I can even ping successfully the hosts through the vMotion network using the vmk interface configured.
I have been comparing the VMKernel logs performing the migration from different ESXi hosts to identify differences and I spotted the following:
- Between two ESXi hosts where vMotion works correctly:
Migrate: vm 747618: 3286: Setting VMOTION info: Dest ts = AAAAAAAAAAAA, src ip = <x.x.x.x> dest ip = <x.x.x.z> Dest wid = 0 using SHARED swap
SRC and DST IP addresses belong to the same LAN, which (ironically) are not part of the vMotion network at all, but the management one.

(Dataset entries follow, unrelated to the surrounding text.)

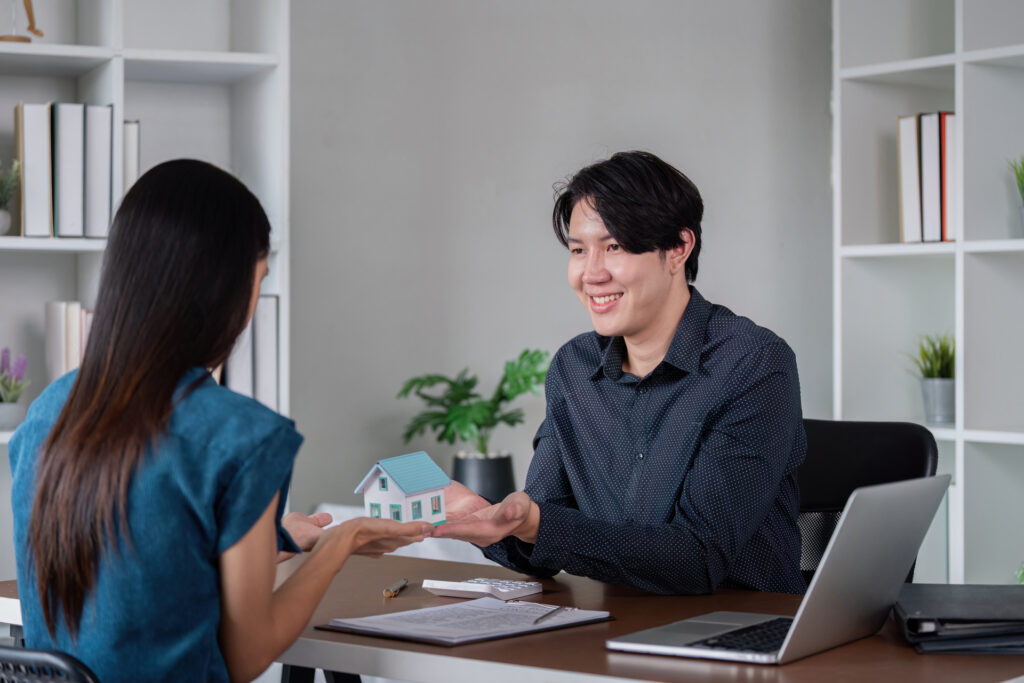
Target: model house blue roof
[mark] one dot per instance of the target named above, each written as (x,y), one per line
(412,473)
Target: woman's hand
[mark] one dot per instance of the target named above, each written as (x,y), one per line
(374,537)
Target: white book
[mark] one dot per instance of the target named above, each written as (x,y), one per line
(265,351)
(931,178)
(32,138)
(909,179)
(56,339)
(98,148)
(949,207)
(73,329)
(131,154)
(68,121)
(240,364)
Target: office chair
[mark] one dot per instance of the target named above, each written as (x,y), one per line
(843,456)
(23,666)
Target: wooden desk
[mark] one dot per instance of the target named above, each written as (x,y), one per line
(578,653)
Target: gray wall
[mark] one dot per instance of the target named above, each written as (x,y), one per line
(425,140)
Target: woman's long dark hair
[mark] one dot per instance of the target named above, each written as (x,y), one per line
(174,294)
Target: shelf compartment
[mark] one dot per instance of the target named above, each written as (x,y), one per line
(992,136)
(60,60)
(893,30)
(993,365)
(888,304)
(74,245)
(185,67)
(993,546)
(869,169)
(992,23)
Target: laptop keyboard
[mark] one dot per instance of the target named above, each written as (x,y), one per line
(764,637)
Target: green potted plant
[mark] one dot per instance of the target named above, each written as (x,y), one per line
(1018,168)
(456,412)
(12,384)
(935,363)
(8,185)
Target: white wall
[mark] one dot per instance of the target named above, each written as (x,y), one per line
(425,140)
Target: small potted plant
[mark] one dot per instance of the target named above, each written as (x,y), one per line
(457,413)
(12,383)
(935,363)
(1018,167)
(8,185)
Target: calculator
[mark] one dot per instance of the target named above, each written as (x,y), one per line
(503,589)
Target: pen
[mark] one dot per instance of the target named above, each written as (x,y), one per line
(392,590)
(550,612)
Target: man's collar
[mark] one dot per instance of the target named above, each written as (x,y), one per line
(684,351)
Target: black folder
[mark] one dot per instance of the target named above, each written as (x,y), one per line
(962,617)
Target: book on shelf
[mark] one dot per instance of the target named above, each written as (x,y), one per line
(68,121)
(32,141)
(67,331)
(909,179)
(98,166)
(947,136)
(132,141)
(265,351)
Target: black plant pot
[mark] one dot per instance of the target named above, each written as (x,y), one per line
(489,476)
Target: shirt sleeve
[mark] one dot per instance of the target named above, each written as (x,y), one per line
(265,470)
(724,498)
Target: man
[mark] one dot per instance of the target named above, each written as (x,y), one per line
(667,460)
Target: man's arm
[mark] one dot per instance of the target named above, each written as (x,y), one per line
(725,497)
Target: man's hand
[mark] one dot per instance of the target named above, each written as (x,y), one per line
(304,529)
(517,515)
(461,502)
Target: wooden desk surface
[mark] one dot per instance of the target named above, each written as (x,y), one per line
(357,592)
(579,652)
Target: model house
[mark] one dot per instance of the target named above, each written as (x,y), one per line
(406,487)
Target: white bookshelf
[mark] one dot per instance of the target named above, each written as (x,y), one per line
(897,57)
(208,79)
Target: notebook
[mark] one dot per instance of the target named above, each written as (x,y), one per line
(856,584)
(469,622)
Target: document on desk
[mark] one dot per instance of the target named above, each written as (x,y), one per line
(482,619)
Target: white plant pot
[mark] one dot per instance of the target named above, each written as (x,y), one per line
(939,396)
(10,416)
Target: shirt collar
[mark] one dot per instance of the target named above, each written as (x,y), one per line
(684,351)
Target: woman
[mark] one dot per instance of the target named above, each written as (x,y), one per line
(147,499)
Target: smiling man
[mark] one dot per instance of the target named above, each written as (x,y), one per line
(667,460)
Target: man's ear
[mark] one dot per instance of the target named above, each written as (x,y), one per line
(678,255)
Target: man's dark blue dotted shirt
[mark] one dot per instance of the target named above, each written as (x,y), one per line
(682,481)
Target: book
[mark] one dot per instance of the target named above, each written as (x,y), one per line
(98,164)
(931,178)
(32,139)
(239,369)
(56,339)
(909,179)
(265,351)
(131,154)
(68,121)
(947,134)
(469,622)
(942,611)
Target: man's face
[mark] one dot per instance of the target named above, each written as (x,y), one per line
(624,293)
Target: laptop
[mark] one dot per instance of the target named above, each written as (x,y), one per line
(857,582)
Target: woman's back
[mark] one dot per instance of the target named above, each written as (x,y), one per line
(155,609)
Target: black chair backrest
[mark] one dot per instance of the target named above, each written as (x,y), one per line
(24,666)
(843,456)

- Between two ESXi hosts where vMotion does not work:
Migrate: vm 727726: 3286: Setting VMOTION info: Dest ts = AAAAAAAAAAAA, src ip = <x.x.x.x> dest ip = <y.y.y.y> Dest wid = 0 using SHARED swap
SRC and DST IP addresses belong to the different LANs: SRC is the Management network and DST the vMotion one.
I am running out of ideas, does anyone know why I am seeing these differences?
Any help would be much appreciated.